Die Klägerin trägt die Kosten des Berufungsverfahrens.
Das Urteil ist vorläufig vollstreckbar.
Gründe
I. Die Klägerin nimmt die Beklagte wegen entstandener Schäden bei der Befüllung eines Heizungstankes in Anspruch. Mit rechtskräftigem Urteil des LG Lübeck vom 4.2.2005 zu dem Az.: 5 O 165/02 ist ihr ein dort nur geltend gemachter Teilschaden zugesprochen worden. Die vorliegende Klage betrifft einen weiteren Teilschaden.
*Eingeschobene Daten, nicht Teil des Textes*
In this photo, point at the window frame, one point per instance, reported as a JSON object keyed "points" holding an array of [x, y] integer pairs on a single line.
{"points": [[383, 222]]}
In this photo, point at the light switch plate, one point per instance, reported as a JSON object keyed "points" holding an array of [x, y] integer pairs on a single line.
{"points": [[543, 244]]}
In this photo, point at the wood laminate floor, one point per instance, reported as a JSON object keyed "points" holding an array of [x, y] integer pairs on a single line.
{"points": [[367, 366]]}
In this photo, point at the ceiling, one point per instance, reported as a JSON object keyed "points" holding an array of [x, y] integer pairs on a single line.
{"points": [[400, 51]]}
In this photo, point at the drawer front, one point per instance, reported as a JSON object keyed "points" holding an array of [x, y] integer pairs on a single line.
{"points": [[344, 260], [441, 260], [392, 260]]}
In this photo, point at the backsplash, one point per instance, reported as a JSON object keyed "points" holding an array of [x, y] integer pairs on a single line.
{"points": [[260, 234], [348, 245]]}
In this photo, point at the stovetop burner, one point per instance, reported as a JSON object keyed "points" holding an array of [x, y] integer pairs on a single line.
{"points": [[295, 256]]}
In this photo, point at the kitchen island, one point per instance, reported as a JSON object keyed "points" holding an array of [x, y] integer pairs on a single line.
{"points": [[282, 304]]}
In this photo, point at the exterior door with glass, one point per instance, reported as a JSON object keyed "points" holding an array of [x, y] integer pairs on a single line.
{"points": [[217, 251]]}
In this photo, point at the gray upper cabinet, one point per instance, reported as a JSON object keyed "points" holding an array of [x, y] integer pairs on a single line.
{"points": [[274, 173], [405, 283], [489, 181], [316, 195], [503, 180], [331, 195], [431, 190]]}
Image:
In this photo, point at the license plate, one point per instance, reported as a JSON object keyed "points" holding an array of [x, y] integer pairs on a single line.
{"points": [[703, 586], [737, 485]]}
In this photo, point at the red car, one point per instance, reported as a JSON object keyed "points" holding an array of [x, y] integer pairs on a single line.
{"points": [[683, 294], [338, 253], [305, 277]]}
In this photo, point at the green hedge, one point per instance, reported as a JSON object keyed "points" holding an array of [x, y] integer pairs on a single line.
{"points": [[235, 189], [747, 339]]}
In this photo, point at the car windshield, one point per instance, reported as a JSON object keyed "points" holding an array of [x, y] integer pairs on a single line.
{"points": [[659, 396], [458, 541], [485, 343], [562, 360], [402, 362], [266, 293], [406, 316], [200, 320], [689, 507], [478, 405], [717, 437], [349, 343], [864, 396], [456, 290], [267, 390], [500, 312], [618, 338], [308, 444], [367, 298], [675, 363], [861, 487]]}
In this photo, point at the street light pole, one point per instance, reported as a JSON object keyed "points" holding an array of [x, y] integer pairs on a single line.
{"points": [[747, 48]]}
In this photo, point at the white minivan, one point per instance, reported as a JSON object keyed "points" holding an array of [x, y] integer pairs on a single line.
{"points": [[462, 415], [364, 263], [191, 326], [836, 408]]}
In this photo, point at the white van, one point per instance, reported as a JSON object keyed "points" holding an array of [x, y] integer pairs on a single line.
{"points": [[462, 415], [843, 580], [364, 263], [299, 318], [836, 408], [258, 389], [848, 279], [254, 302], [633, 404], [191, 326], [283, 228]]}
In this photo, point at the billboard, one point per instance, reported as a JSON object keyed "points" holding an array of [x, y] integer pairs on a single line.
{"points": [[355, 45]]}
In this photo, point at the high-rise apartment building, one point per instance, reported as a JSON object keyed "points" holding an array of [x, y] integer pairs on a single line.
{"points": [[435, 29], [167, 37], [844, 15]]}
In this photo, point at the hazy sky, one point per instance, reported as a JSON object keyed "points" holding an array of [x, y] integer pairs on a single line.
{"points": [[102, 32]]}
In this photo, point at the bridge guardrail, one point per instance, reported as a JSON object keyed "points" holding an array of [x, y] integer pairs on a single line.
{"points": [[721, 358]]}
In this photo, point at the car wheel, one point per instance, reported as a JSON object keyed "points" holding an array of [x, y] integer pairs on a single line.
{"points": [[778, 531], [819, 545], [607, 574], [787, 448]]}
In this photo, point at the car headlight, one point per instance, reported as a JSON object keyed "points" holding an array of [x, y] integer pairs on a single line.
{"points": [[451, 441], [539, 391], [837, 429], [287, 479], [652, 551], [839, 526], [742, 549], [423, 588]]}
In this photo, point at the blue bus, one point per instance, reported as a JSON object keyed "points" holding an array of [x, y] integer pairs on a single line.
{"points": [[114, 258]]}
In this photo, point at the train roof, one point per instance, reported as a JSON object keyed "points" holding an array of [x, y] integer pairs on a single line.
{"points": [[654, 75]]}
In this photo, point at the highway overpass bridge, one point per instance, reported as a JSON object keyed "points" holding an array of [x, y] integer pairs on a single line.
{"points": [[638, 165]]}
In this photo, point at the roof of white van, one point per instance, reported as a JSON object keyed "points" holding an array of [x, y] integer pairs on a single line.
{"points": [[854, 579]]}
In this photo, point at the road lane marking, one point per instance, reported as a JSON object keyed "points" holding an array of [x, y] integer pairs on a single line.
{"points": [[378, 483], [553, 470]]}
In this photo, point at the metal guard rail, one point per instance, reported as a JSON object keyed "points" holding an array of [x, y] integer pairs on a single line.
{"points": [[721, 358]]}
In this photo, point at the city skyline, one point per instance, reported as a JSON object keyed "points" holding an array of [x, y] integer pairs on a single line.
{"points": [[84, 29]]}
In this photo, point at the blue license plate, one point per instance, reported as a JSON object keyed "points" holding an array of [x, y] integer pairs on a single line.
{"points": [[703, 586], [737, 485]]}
Hinsichtlich des Vorbringens der Parteien I. Instanz und ihrer dortigen Anträge wird auf den Tatbestand des angefochtenen Urteils verwiesen.
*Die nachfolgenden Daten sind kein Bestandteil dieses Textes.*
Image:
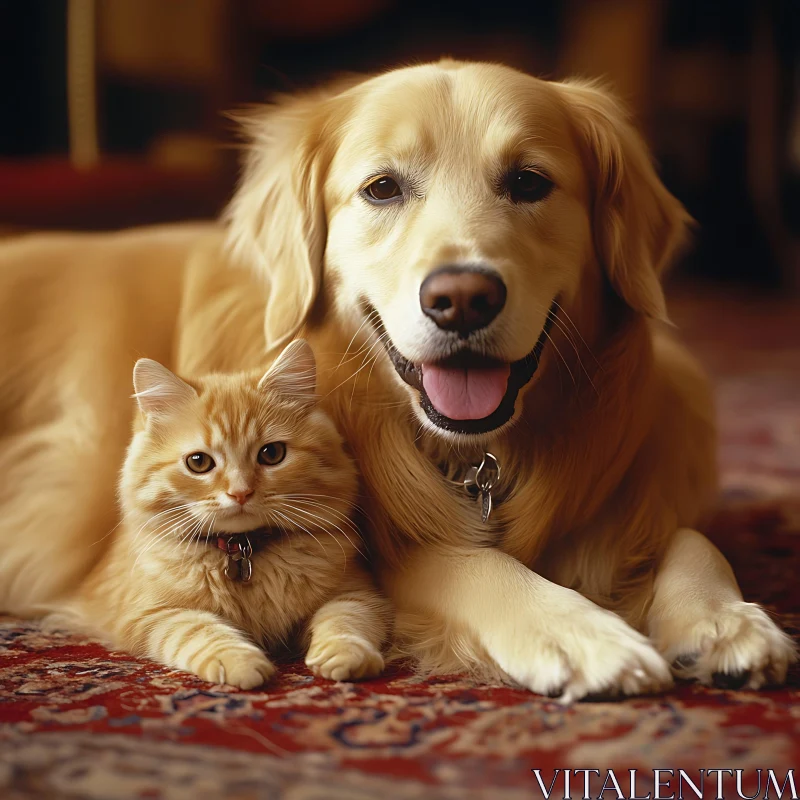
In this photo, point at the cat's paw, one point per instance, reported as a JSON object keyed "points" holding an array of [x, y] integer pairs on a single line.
{"points": [[243, 666], [344, 658], [738, 646], [589, 652]]}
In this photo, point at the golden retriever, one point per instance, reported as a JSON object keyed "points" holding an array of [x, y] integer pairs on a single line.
{"points": [[475, 255]]}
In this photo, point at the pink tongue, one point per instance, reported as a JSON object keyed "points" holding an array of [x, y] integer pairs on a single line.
{"points": [[465, 393]]}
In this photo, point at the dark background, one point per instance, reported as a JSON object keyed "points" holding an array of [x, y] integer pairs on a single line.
{"points": [[714, 87]]}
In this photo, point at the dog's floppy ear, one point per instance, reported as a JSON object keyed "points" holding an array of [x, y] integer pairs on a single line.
{"points": [[277, 219], [638, 225]]}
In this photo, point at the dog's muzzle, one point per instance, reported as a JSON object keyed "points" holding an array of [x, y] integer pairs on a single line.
{"points": [[468, 393]]}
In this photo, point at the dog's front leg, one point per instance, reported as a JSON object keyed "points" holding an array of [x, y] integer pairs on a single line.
{"points": [[464, 607], [703, 627]]}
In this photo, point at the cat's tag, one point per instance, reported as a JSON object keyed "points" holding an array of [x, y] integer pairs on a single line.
{"points": [[238, 566], [481, 480]]}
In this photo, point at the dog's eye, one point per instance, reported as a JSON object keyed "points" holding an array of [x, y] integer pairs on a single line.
{"points": [[383, 189], [527, 186]]}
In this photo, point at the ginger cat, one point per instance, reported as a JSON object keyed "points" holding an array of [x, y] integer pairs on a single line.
{"points": [[236, 532]]}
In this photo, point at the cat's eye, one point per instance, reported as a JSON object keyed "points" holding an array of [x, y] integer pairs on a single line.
{"points": [[272, 453], [200, 463]]}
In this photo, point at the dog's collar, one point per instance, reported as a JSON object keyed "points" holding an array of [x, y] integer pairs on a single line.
{"points": [[239, 549]]}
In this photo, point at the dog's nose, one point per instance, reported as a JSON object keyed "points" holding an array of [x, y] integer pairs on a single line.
{"points": [[463, 299]]}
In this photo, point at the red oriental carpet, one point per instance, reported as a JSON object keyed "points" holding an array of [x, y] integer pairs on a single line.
{"points": [[78, 721]]}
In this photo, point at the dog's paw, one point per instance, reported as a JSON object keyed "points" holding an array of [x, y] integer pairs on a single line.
{"points": [[737, 647], [344, 658], [244, 666], [588, 652]]}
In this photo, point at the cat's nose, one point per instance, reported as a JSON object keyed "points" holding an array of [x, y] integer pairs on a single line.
{"points": [[240, 495]]}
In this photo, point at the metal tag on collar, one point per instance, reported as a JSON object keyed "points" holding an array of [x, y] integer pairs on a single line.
{"points": [[480, 481], [238, 566]]}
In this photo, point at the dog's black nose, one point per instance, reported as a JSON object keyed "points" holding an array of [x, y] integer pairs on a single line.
{"points": [[463, 299]]}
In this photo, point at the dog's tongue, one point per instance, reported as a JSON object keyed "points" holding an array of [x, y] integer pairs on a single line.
{"points": [[465, 393]]}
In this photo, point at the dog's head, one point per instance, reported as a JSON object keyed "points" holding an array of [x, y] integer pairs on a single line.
{"points": [[455, 209]]}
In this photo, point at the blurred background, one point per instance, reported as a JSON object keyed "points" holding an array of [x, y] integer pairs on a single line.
{"points": [[111, 111]]}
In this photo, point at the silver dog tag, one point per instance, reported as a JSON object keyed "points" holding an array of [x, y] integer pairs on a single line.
{"points": [[481, 480]]}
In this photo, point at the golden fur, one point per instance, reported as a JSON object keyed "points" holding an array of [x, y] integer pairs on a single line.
{"points": [[160, 591], [608, 461]]}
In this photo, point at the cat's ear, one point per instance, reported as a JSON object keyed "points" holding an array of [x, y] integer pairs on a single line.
{"points": [[157, 389], [293, 374]]}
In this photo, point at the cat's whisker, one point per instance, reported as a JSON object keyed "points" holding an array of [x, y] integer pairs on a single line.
{"points": [[166, 514], [324, 506], [302, 527], [302, 496], [305, 512], [173, 527], [306, 507], [325, 524]]}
Das LG hat die Klage wegen der von der Beklagten erhobenen Verjährungseinrede abgewiesen. Dagegen richtet sich die form- und fristgerecht eingelegte und begründete Berufung der Klägerin.
Die Klägerin macht geltend:
Die Entscheidung des Rechtsstreits hänge allein davon ab, wie lange der Lauf der Verjährung durch Verhandlungen gehemmt gewesen sei. Das LG habe den Begriff der Hemmung durch Verhandlungen verkannt. Dieser Begriff sei weit auszulegen. Es genüge jeder Meinungsaustausch, wenn nicht sofort erkennbar die Gespräche über eine Ersatzpflicht abgelehnt würden.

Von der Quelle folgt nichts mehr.